The innobvation introduced by NextChem is the division of plastic polymers by color gradation, as well as by weight and type. The company’s commitment confirms a thesis already widely supported by environmentalists: secondary raw materials represent the market of the future.
“Waste is the oil of the third millennium,” says Pierroberto Folgiero, CEO of the Maire Tecnimont group. The aim of the company is investing in recycling and bioplastics production, with a view to decarbonising the economy. This is the “new plastic economy”, in which the NextChem is engaged with about twenty technological projects.
In the new Bedizzole plant, the mechanical polymer selection process was improved thanks to the use of a new technology developed by Tomra Sorting Recycling, a leading company in the optical sensors market. The sensors used, a combination of RGB cameras and high definition infrared sensors, are able to select plastic fractions from 2 to 12 millimeters per color and type of polymer at the same time. In this way, it is also possible to recover those polymers that previously ended up in plasmix and therefore were destined for incinerators or landfills. The second step is grinding: the polymers are recovered and transformed into a second raw material.

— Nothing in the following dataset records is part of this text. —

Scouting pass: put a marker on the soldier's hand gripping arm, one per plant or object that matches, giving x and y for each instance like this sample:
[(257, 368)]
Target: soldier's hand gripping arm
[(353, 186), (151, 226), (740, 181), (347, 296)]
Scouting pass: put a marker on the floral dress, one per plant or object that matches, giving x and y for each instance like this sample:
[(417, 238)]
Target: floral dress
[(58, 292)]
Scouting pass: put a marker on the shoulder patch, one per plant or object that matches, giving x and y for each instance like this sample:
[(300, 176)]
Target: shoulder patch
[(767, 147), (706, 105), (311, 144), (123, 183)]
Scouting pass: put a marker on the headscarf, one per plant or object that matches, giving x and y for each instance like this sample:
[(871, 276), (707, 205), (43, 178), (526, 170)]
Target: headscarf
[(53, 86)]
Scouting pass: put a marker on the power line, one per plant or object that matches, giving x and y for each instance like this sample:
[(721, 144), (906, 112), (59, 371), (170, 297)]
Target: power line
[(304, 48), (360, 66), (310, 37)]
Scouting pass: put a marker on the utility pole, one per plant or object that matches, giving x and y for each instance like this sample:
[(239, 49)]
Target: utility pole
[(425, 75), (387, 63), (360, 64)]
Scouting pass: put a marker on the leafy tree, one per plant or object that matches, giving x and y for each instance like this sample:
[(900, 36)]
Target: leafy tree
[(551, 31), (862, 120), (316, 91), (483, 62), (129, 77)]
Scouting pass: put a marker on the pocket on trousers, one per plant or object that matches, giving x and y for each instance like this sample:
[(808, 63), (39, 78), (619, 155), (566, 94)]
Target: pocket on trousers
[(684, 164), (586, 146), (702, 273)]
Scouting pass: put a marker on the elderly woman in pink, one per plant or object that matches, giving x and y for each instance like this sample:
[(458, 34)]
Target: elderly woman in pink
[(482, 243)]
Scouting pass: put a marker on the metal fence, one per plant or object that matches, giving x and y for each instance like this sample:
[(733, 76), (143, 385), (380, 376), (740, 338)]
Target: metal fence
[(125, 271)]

From this process they can also obtain the compound, recycled plastic granules that possess physical, chemical and technical characteristics comparable with virgin materials obtained from the fossil raw material. The applications are the most varied, from packaging to household items, from automotive to electronics.
The commitment of NextChem does not end here. The company has partnered with Eni to study and implement a conversion technology, using high-temperature gasification and very low environmental impact, of solid urban waste and non-recyclable plastics for the production of hydrogen and methanol.
The agreement, with which Eni is co-developer of the NextChem technology, will give a second life to hundreds of thousands of tons of non-recyclable waste through the production of chemical and fuel products, thus contributing to the environmental sustainability of industrial sites as part of an increasingly integrated and efficient system aimed at containing and reducing CO² emissions into the atmosphere.